Any tendency to lower δ²H_H2Oi via H-exchange with organic hydrogen would be countered by the ²H-enrichment of cell (specifically, plastidic) water that presumably accompanies water oxidation in PS1 and by the exchange of intra- and extra-cellular water. On the other hand, the exchange of hydrogen between carbohydrates and water enriches the carbohydrate in ²H, which would drive δ²H_H2Oi lower. The net effect of H-exchange between organic hydrogen and intracellular water on δ²H_H2Oi, and whether a lowering of δ²H_H2Oi as growth rate increases is a viable mechanism for decreasing α as growth rate increases remain open questions. Future experiments ought to address these questions by measuring δ²H_H2Oi.

No influence of growth rate on alkenone unsaturation ratios.

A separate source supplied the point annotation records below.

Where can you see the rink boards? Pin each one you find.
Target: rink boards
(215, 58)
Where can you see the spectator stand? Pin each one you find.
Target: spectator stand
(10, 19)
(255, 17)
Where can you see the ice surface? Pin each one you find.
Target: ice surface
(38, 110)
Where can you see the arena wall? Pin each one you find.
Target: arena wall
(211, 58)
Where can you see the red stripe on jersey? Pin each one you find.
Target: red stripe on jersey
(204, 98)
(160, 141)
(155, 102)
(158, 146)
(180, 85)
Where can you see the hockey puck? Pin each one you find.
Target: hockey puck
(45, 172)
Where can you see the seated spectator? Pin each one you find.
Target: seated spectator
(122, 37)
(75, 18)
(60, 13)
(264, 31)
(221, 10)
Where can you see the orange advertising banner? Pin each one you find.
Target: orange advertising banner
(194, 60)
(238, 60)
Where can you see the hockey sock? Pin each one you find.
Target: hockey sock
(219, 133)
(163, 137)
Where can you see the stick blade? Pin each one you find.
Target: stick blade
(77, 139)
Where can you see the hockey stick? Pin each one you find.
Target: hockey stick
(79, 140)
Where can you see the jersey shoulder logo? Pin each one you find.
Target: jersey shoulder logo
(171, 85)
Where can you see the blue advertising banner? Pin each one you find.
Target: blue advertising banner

The relative abundances of the di- and tri-unsaturated C₃₇ methyl alkenones, the U^k’₃₇ ratio [67], showed no systematic change as a function of growth rate (Table 2). This result adds to the substantial body of literature supporting the robustness of the alkenone thermometer under a very wide range of environmental conditions [68–73]. On the other hand, [23] reported that batch cultures of both G. oceanica and E. huxleyi had systematically lower U^k’₃₇ values at the stationary phase and “late-log” phase of growth compared to the exponential and “mid-log” phase of growth. Our continuous culture results do not conflict with those results as the growth phase under the two types of culture systems are distinctly different, with cells in the chemostats undergoing perpetual exponential growth. Nevertheless, the comparison does support the inference that the growth phase of cells that produce the alkenones ultimately buried in sediments could influence their U^k’₃₇ value, independent of temperature. The use of core-top calibrations of the alkenone thermometer (e.g., [70]), rather than those from culture or suspended particles, ought to mitigate this effect. The fact that global core-top calibrations are virtually identical to those from culture (compare [70] to [42]) further implies that the effect of growth phase on U^k’₃₇ is likely to be small compared to that of temperature.